Russian Federation probe: Trump cries victim of 'greatest witch hunt' in American history

Deputy Attorney General Rod Rosenstein on Wednesday appointed a special counsel to lead the FBI's Russian Federation investigation - one day after The Times reported that Trump had pressured James Comey, the FBI director whom Trump fired on May 9, to drop the bureau's probe into Flynn.

Rep. Will Hurd (R-Texas) says that former FBI Director James Comey could break his silence as soon as next week following his firing by President Trump.

Rosenstein's memo, which said Comey improperly spoke publicly about an investigation into Hillary Clinton's emails, was initially cited as the reason President Donald Trump fired Comey last week.

Rosenstein met with all US senators in one of the most protected rooms on Capitol Hill, "the SCIF", or a sensitive compartmented information facility. When Trump spotted Comey anyway, the Federal Bureau of Investigation director extended his hand so that they would only have a handshake, but the president pulled him in for a hug anyway.

Mr. Trump's position on the matter stands in direct contrast with the posture of nearly all lawmakers, both Democrats and Republicans, who have received Mr. Mueller's appointment favourably. Mr. Comey - who is 6 feet 8 inches tall and was wearing a dark blue suit that day - told Mr. Wittes that he tried to blend in with the blue curtains in the back of the room, in the hopes that Mr. Trump would not spot him and call him out.

With Trump only eight percent of the way through its term, his advisers spend their days swapping rumours of mass White House firings.

It later emerged that Comey had made notes of his meetings with Trump, who reportedly asked him to quash an investigation into Flynn's contacts with foreign governments.

The appointment of Mueller as special counsel will raise the intensity of the investigation and make it less vulnerable to political interference. "This renewed my confidence that we should not have confidence in this administration".

The White House has struggled since Comey's firing to explain the chain of events that led to it and who exactly made the decision. Trump has insisted at times that the decision was his alone, but he also has pointed - as recently as Thursday - to the "very strong" recommendation from Rosenstein. But he added, "I wrote it. I believe it. I stand by it". Rosenstein denounced that as "profoundly wrong and unfair".

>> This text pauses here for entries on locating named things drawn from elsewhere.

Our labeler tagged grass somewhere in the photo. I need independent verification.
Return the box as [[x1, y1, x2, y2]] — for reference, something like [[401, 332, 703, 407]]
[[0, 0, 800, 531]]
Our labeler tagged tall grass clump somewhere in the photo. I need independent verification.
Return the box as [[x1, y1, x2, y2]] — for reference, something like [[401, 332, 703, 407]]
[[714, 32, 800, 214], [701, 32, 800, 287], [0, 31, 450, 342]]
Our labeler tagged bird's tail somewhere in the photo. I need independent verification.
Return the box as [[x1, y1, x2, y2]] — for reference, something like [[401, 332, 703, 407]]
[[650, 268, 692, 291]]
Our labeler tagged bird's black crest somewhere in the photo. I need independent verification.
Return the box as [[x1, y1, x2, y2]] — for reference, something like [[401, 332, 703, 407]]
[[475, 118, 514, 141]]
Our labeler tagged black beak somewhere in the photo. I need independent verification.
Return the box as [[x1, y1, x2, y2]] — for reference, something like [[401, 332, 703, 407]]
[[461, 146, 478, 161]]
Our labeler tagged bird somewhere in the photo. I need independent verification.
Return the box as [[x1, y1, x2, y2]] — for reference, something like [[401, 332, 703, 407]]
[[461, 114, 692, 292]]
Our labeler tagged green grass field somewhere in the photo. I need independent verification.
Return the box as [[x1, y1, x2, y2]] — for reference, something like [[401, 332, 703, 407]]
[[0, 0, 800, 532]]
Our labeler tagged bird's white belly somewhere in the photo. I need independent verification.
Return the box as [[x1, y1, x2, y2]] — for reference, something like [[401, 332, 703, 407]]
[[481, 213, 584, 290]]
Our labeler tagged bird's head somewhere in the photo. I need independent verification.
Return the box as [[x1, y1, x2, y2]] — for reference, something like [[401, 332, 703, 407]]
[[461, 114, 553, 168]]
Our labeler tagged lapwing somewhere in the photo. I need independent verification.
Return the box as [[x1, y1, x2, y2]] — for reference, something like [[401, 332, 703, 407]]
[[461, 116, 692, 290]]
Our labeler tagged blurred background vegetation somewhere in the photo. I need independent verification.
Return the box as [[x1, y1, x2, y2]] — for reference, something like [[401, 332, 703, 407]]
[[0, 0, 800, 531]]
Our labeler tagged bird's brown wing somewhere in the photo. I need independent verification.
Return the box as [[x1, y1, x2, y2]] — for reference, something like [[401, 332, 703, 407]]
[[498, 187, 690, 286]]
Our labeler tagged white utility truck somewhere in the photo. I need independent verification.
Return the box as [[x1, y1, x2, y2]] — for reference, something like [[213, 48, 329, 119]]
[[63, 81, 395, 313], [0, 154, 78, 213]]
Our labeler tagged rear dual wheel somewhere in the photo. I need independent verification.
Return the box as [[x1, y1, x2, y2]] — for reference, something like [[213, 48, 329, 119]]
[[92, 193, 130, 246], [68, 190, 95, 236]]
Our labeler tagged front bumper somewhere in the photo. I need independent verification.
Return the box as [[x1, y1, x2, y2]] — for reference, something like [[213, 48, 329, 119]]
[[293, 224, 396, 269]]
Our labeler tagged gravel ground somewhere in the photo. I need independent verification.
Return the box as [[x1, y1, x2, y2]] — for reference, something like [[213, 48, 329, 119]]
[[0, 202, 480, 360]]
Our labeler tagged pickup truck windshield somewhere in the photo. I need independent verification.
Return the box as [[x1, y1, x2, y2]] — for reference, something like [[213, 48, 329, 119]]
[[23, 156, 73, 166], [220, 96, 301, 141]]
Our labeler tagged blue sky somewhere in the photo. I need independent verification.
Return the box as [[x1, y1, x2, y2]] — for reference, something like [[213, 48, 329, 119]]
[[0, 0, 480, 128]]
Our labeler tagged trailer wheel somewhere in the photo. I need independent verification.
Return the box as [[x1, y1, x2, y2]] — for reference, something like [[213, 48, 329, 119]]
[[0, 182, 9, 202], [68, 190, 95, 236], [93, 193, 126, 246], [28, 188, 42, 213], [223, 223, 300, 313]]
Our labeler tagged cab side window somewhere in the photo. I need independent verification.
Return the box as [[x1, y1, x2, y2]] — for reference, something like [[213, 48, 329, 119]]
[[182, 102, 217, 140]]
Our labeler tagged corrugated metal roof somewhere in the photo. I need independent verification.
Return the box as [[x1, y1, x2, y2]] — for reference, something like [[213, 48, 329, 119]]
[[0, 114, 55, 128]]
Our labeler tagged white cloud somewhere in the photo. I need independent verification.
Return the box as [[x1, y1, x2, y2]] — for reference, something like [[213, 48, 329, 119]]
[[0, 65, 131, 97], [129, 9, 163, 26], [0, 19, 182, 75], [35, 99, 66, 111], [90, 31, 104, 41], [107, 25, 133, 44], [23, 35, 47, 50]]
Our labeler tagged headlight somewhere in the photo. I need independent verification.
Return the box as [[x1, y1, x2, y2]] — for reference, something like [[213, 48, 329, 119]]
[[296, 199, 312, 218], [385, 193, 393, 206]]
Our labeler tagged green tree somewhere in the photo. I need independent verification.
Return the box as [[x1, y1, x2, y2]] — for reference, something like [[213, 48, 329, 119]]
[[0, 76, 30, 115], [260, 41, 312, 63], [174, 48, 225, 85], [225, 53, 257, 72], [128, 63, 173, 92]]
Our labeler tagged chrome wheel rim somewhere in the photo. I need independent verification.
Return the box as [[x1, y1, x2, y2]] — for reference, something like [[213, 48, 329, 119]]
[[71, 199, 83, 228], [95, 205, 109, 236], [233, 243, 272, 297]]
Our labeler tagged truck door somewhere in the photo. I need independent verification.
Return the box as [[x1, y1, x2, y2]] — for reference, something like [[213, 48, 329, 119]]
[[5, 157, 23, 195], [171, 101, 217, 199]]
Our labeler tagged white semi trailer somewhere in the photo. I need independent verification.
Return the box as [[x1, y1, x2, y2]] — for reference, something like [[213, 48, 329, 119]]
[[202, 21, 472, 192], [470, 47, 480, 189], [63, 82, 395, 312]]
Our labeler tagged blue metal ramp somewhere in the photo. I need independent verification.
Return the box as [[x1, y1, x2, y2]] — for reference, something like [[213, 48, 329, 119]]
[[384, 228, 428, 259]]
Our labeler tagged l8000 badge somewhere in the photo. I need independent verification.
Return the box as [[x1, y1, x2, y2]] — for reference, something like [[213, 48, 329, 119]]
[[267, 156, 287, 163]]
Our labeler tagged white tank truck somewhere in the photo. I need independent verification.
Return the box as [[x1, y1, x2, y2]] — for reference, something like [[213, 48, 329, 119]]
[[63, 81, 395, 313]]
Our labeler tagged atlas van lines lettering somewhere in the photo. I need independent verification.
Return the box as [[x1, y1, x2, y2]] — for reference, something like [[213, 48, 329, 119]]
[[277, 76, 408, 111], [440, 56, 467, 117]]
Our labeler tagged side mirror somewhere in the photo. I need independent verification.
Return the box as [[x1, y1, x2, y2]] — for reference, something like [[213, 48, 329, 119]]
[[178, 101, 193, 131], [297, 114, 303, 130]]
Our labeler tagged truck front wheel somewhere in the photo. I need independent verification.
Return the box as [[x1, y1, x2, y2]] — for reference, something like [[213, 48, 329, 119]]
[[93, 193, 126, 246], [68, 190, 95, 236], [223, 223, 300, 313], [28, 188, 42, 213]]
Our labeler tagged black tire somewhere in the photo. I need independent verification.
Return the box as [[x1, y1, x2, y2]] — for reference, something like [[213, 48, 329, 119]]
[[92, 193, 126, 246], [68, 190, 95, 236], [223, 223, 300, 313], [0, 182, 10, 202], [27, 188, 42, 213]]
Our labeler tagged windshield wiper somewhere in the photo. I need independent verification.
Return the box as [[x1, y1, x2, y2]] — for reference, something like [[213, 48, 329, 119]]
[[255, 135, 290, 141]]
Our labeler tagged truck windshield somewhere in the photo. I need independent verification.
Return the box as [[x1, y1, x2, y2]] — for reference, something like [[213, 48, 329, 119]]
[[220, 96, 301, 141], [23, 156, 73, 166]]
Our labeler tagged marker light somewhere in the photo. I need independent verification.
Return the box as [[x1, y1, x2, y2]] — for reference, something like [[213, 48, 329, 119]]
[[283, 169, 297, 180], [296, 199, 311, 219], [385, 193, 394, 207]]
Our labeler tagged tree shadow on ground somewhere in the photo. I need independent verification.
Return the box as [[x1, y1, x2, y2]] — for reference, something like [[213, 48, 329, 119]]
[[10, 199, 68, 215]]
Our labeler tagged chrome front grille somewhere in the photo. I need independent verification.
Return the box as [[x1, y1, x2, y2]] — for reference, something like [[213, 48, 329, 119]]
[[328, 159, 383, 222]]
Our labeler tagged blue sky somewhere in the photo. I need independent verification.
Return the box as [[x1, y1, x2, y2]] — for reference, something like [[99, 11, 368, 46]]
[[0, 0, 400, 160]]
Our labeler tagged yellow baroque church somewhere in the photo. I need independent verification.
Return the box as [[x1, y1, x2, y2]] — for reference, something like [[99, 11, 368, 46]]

Trump, at a combative and complaining press conference Thursday, he fell short in trying to resolve questions about investigations into his campaign and his first four months in office.

Trump has reacted furiously to the appointment. "And I think this shows a very divided country".

Normally, a special counsel like Mueller would answer to the Attorney General.

Rosenstein may have been asked about his decision to open an independent investigation, as well as the circumstances surrounding the memo he wrote about Comey. Both Democratic and Republican lawmakers praised Rosenstein's appointment of Mueller to oversee the investigation of Russian meddling in last year's presidential election and possibly whether the president or anyone at the White House has interfered with the inquiry.